SOBRE MARTIN LUTHER KING JR.
O
Consulado Geral dos Estados Unidos, no Rio de Janeiro, promoveu, no dia 24 de
fevereiro de 2015, uma videoconferência sobre o reverendo, detentor do Prêmio
Nobel da Paz, Doutor Martin Luther King Jr. Era mais um lançamento, também, da
obra do Doutor Clayborne Carson, curador de documentos do pacifista, líder de
movimentos pelos direitos civis em seu país, traduzida para o Português pelo
Professor Carlos Alberto Medeiros.
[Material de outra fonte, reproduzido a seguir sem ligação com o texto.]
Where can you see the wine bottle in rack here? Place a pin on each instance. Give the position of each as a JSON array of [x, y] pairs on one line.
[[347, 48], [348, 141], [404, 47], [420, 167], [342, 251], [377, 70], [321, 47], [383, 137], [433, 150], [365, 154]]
O livro, numa edição da Zahar, está disponível
nas livrarias.
Quem desejar assistir à videoconferência basta
usar um dos links a seguir, um em Português
( https://www.youtube.com/watch?v=ab62MZqVi54) e o
outro em Inglês: (https://www.youtube.com/watch?v=MCvzZrHpYBo)
EM 1964, PRÊMIO NOBEL DA PAZ
O artigo a seguir, de Martin Luther
King, na opinião de estudiosos de sua vida e obra, ao revelar sua estratégia de
ação pós Prêmio Nobel[1] – enfrentar a máquina de guerra de
seu país – teria sido a verdadeira razão de seu assassinato.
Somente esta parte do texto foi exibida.